U. Minnesota student government rejects annual recognition of 9/11

The University of Minnesota administration has decided to take this matter over, announcing that is moving ahead to plan a campus-wide remembrance of 9/11 without waiting for input from student government. In making the announcement yesterday, Board of Regents Chair Dean Johnson and President Eric Kaler noted that the Board of Regents had held a moment of silence in remembrance of the victims of the 9/11 attacks at their September board meeting. After that meeting, Kaler met with some students who requested a campus-wide remembrance of 9/11, and at that time Kaler indicated he supported the idea, but he suggested they take it to the student government “to gain additional input.”

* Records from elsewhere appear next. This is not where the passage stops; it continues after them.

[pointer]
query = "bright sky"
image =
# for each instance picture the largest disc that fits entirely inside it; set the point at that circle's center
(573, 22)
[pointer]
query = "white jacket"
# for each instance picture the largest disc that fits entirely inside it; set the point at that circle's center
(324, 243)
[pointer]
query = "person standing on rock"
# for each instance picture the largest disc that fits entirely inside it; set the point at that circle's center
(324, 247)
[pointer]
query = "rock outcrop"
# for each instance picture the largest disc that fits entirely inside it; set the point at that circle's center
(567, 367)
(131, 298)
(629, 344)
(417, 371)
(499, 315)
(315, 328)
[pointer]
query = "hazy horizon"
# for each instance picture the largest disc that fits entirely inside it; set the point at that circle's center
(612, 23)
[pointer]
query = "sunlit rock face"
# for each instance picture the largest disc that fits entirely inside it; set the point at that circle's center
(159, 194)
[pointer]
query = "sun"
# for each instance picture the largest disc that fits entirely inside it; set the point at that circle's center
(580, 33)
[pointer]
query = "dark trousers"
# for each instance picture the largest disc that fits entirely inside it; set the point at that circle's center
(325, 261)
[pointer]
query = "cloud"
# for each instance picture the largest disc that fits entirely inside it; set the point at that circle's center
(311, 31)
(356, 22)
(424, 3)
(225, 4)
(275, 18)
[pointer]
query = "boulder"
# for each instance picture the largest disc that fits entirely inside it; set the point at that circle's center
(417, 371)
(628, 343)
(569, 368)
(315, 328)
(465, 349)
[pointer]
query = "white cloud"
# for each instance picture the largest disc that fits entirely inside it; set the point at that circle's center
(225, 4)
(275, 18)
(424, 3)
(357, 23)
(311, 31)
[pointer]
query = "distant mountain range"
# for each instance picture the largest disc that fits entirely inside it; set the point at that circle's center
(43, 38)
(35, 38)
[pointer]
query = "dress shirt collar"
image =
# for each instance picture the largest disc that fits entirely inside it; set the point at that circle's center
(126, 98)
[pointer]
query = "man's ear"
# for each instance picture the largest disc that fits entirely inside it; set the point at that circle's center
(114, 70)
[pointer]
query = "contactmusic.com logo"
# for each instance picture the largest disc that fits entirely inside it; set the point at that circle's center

http://discover.umn.edu/news/campus-community/university-remember-911-victims

My editorial comment: it appears to me the students who pushed this at the last meeting of the MSA and then tried to build it up into a big kerfluffle were more interested in using it as a political football than in advancing a serious proposal. Had they been serious about it, they would have developed some ideas about what such a campus-wide remembrance would look like, as had been requested of them when it came up in committee. Instead they pushed a half-a**ed resolution with no meat to it, and were only too delighted when it was rejected by the MSA, giving them the opportunity to attack the University for “political correctness.” Over a proposal that already had the full backing of the University’s president. That’s a pretty cheap stunt, in my opinion, one that dishonors the victims of 9/11 by holding them out as political bait.